Чуть утро — всех на плац гонят, а он, почистившись да разгладившись, в дом Лопухиных бежит. Все-то по плацу маршируют, фузеи чистят, а он, в прохладке сидя, немецкие глаголы говорит! Обратно лишь к самой ночи является да сразу на тюфяк заваливается, так что унтера даже не видит! А утром, на глаза ему не попадаясь, сызнова к Лопухиным бежит и весь-то день сидит. Такая служба — что лучше желать не приходится!
Сядет на лавку,
Войдут они, да не в сарафанах, а в платьях иноземных, рассядутся. Язык учить не хочется, просят про жизнь иноземную рассказать, про то, как там живут, что едят, чем себя развлекают.
Карл рассказывает, хоть сам в Голландии всего раз был — когда с батюшкой по делам его ювелирным ездил, дабы новый инструмент справить. И был-то всего месяц, более в дороге, а все одно слушают его барыни рот разинув. Чудно там все, вовсе не как на Руси.
И более всего его младшая дочь Лопухина слушает — Анисья, та, что он из пожара вынес.
— Неужто, — ахает, — там бань нет, где бабы с ребятишками да мужики горячей водой да паром моются?
— Нет, — степенно говорит Карл. — Там прямо дома в больших бочках моются. А иные в медных чанах, под которыми огонь разводят, дабы воду в них согреть.
И верно — чудно!...
Час Карл говорит, а то и все два. Потом лишь за языки берется.
Барыни от того в скуку впадают — неинтересно им чужие слова талдычить, куда как лучше рассказы Карла слушать! Зевают, в окошко на улицу заглядывают. А там или две повозки столкнутся, отчего гвалт стоит, или кобель бешеный с цепи сорвался, или мужик бабу бьет, за косу таскает. Весело!...
Одна только Анисья с него глаз не сводит да все вопросы задает.
— А как по-немецки будет «баба»?
— Frau, — отвечает Карл.
Потому что, как будет «баба», не знает. А может, и нет в немецком языке слова «баба», а есть только «женщина».
— А «мужик» как будет? — спрашивает Анисья.
— Mann.
— А «любить»?
— Liebe, — говорит Карл, а сам отчего-то краснеет.

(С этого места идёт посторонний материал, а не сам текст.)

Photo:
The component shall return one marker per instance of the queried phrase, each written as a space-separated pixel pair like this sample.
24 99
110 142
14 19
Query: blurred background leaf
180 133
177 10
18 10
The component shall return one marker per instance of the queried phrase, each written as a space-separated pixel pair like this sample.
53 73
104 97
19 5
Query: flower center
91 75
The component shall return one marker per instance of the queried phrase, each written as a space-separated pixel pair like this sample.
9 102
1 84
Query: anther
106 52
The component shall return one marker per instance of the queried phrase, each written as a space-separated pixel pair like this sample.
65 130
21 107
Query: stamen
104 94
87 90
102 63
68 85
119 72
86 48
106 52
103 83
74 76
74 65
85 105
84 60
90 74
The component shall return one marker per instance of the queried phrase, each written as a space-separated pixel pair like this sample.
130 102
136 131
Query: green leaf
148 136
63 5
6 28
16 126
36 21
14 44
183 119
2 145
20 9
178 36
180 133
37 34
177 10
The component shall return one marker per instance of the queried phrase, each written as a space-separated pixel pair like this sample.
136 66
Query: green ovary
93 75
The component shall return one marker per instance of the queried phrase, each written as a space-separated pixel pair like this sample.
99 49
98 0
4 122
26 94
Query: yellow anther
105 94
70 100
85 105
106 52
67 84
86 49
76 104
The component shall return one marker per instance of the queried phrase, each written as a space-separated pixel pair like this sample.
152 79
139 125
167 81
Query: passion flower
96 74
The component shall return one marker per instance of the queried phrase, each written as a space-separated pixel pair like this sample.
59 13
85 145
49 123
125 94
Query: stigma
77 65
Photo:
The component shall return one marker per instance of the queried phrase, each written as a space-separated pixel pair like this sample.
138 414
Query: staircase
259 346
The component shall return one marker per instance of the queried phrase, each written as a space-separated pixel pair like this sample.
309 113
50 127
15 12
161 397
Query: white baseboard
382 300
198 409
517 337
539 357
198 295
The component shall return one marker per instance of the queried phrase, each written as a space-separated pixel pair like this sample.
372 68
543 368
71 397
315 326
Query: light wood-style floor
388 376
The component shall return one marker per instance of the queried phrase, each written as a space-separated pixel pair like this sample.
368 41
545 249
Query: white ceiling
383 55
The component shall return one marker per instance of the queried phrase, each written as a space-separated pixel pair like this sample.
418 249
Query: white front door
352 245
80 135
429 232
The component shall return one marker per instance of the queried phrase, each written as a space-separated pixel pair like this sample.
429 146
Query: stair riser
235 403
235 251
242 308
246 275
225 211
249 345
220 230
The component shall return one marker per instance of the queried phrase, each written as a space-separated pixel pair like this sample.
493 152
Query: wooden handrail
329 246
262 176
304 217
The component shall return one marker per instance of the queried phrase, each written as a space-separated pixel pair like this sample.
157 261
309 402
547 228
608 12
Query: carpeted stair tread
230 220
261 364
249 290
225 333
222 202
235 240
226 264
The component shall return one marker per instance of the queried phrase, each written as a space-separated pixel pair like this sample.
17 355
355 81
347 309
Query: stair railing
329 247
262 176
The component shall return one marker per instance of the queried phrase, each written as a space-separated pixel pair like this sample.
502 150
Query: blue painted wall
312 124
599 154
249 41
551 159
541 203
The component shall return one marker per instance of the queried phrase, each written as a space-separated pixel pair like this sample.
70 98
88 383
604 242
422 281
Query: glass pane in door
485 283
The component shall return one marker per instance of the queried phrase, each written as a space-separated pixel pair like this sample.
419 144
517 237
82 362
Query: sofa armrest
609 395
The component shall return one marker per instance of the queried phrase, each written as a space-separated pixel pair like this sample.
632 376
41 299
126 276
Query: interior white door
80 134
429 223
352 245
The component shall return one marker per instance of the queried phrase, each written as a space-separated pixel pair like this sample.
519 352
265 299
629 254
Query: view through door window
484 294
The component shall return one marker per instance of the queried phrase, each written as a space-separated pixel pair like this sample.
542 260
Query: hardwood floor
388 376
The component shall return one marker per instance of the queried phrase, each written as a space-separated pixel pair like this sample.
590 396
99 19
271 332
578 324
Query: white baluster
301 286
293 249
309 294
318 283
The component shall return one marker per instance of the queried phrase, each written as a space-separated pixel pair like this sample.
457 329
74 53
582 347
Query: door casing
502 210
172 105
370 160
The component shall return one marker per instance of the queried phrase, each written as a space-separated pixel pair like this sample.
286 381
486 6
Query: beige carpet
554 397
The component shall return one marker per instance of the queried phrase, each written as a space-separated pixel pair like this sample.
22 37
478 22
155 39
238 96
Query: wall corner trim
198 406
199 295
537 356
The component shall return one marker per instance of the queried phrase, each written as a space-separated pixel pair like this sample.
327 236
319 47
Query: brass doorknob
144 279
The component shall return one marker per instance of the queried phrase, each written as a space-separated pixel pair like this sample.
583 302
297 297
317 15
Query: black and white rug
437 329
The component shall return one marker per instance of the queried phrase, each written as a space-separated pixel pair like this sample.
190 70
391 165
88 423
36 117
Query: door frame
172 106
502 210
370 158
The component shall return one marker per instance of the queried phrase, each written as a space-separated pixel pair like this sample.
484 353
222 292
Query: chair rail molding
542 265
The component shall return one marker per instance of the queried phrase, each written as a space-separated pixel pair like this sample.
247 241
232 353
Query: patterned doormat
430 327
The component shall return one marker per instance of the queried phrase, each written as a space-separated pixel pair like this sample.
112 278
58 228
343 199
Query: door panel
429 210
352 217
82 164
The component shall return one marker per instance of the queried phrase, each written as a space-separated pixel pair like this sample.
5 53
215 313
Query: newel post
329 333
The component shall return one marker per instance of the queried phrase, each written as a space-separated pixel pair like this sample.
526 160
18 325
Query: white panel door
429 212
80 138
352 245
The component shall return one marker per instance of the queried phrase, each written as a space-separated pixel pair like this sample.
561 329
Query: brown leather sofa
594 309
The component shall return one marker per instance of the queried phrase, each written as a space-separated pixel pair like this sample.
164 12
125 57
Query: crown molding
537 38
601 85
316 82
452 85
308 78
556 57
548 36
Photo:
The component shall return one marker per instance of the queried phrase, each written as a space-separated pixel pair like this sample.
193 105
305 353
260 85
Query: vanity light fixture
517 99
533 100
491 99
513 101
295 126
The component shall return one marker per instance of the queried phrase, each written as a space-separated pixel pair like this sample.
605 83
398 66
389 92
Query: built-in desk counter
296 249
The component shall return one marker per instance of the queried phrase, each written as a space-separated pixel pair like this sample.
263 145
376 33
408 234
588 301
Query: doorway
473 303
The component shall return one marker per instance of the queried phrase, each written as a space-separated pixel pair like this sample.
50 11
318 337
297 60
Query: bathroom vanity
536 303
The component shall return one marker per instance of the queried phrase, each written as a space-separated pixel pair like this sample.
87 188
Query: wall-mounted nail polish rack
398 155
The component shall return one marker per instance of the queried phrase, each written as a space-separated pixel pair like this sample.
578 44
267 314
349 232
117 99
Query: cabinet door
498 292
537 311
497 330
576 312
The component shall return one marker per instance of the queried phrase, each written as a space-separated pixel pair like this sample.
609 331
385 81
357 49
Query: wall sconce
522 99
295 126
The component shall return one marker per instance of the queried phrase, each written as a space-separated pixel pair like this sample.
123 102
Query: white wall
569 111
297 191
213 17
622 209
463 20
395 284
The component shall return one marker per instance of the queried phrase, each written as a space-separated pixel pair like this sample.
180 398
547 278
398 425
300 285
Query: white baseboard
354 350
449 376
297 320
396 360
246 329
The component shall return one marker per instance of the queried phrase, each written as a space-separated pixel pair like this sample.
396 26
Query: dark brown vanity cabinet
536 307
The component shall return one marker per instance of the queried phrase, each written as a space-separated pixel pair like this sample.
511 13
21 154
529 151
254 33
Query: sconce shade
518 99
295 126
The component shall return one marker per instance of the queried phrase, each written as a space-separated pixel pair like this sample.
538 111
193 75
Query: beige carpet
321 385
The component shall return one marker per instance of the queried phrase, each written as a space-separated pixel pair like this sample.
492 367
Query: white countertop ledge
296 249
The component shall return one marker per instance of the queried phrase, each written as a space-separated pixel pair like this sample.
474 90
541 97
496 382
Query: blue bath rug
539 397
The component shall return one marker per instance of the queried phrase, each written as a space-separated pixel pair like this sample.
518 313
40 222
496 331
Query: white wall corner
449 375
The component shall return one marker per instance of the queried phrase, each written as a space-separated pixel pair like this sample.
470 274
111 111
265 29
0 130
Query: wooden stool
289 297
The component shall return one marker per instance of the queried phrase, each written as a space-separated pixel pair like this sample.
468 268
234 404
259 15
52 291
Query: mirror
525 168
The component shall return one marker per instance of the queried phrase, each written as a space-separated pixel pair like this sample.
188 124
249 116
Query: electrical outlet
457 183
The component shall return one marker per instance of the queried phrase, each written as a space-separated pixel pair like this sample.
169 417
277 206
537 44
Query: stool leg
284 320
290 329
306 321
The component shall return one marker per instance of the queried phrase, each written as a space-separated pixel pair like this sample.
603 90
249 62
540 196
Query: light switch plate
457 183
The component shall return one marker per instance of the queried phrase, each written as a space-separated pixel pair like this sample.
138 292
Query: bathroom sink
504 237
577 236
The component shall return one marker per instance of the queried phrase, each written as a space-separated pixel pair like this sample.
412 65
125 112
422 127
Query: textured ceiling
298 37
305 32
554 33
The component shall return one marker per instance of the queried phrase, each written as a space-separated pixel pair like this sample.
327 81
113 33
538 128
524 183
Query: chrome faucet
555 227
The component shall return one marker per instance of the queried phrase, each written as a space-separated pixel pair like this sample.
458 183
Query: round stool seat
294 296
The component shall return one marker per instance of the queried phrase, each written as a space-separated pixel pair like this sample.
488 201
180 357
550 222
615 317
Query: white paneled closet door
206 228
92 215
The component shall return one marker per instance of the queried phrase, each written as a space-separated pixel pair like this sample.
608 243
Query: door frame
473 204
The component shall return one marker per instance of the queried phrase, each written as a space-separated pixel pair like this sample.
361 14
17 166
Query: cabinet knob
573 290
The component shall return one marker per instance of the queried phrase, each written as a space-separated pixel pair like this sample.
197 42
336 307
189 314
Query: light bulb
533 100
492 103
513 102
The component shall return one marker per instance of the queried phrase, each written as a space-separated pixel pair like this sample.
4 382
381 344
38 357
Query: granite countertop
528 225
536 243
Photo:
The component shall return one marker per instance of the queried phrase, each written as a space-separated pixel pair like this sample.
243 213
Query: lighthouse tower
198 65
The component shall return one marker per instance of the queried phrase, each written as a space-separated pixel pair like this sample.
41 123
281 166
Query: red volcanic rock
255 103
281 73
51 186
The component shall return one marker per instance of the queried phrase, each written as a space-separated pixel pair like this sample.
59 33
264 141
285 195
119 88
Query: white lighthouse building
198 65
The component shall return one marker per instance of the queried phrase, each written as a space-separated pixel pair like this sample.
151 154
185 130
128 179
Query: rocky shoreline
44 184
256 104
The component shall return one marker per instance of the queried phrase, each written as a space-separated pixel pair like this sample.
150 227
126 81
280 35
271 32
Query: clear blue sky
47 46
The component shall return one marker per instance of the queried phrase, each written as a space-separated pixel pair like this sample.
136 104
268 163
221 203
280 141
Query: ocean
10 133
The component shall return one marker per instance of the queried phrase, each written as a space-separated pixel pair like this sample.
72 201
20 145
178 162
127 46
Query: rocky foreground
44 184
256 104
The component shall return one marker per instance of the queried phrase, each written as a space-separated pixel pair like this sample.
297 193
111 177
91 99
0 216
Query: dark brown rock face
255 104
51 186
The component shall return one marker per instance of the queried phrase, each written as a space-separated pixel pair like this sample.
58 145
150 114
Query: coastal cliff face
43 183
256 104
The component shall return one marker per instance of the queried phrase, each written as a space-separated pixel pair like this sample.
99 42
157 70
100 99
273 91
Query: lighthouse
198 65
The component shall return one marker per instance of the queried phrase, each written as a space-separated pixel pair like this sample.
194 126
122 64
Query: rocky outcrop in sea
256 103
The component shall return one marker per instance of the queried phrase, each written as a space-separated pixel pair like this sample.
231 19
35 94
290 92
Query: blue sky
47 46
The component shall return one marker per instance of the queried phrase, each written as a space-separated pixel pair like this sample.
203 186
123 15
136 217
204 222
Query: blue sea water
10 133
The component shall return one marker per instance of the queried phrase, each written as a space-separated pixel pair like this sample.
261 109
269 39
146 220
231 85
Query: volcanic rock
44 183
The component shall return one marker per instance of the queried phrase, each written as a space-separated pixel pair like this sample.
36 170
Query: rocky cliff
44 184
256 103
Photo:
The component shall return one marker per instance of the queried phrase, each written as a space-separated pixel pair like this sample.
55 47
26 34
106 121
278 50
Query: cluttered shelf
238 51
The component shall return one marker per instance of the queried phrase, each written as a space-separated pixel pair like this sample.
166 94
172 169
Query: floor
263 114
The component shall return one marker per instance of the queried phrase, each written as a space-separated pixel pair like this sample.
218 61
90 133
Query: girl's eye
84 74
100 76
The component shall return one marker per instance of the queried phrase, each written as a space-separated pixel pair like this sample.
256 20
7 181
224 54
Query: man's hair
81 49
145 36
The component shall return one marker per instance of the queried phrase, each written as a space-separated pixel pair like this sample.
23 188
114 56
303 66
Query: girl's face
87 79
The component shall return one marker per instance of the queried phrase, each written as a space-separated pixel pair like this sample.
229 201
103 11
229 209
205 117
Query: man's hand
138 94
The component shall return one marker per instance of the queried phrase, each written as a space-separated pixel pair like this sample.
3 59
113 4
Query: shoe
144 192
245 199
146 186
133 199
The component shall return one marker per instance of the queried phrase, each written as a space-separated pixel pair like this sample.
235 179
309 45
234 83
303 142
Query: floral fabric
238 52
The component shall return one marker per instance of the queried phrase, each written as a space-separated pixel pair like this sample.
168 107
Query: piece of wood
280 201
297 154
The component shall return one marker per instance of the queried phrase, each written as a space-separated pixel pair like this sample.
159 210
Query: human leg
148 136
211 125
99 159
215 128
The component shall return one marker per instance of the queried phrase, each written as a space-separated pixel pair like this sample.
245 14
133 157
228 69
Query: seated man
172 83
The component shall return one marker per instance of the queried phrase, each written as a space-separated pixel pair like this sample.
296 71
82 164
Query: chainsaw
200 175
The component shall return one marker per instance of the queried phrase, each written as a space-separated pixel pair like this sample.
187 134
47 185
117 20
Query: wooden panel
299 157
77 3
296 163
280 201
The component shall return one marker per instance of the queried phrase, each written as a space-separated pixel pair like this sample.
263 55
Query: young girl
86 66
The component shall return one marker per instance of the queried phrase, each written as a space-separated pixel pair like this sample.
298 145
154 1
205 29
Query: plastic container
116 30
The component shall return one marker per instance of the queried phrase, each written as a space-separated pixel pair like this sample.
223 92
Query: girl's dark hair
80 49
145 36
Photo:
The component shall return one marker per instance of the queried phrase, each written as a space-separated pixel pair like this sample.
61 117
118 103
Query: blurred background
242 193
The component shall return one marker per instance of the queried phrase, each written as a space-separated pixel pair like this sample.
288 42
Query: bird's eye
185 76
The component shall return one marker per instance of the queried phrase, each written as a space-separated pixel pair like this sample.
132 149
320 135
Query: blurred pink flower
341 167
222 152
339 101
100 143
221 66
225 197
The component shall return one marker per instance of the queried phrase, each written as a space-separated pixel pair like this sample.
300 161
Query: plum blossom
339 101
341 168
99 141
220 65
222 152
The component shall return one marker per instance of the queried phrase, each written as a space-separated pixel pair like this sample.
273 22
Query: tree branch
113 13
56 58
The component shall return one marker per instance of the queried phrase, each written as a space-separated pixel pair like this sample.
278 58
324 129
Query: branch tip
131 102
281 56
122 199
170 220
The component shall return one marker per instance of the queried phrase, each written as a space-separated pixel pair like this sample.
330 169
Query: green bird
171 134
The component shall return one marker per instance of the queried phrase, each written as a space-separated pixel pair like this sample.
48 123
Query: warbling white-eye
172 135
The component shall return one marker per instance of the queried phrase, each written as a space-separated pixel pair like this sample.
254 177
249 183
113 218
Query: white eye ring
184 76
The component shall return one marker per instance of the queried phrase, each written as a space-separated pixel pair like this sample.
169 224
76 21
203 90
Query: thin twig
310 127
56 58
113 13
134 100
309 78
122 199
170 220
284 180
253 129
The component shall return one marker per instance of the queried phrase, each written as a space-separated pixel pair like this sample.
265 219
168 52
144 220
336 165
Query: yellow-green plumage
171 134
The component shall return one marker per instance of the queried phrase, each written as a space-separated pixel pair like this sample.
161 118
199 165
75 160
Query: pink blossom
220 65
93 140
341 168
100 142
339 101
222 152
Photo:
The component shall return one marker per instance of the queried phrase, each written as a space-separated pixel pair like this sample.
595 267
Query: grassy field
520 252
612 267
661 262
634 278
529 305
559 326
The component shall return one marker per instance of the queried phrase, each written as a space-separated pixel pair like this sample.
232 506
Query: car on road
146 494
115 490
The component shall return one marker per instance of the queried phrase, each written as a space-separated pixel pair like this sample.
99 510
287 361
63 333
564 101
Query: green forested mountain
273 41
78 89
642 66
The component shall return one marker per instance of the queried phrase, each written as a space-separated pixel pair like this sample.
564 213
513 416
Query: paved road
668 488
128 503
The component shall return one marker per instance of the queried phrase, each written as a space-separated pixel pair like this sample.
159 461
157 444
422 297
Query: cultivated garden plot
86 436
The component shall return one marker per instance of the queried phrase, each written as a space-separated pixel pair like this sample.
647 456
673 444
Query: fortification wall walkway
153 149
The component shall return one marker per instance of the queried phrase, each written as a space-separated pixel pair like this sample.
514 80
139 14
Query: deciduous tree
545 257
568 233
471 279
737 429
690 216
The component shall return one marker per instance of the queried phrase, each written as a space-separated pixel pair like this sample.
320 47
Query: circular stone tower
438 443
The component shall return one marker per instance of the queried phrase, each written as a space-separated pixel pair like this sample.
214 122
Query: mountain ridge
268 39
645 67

Анисья замечает это и ну пуще прежнего веселится. На устах улыбка, в глазах лукавство.
— А ежели мужик бабу любит, как он про то скажет?
— Ich liebe dich, — шепчет Карл, краской от подбородка до ушей заливаясь!
— Ich liebe dich, — повторяет Анисья, а сама на Карла глядит. А потом вдруг засмеется, вскинется да, шурша юбками, из залы стремглав побежит.
Уф!...
Переведет Карл дух, пот со лба сотрет, а сам слушает, когда она возвернется. На других своих учениц даже и не глядит, чему те только рады. Высунутся в окошко, по сторонам глядят, о чем-то радостно судачат.
Когда ж Анисья-то возвернется?
Нет, не идет!
Прежде ее приходит барыня. Или нянька.
Конец занятиям.
Ученицы степенно, на иноземный манер, поклонятся да уходят.
А Карла на половину прислуги ведут, где дворовых кормят. Краюху хлеба отломят, поставят перед ним горшок щей вчерашних — хлебай сколь хочешь, мало будет — еще проси.
Но только не хлебается Карлу — нет у него никакого аппетита. Вспоминает он урок и то, как на него Анисья глядела, как смеялась озорно, рот платком прикрывая.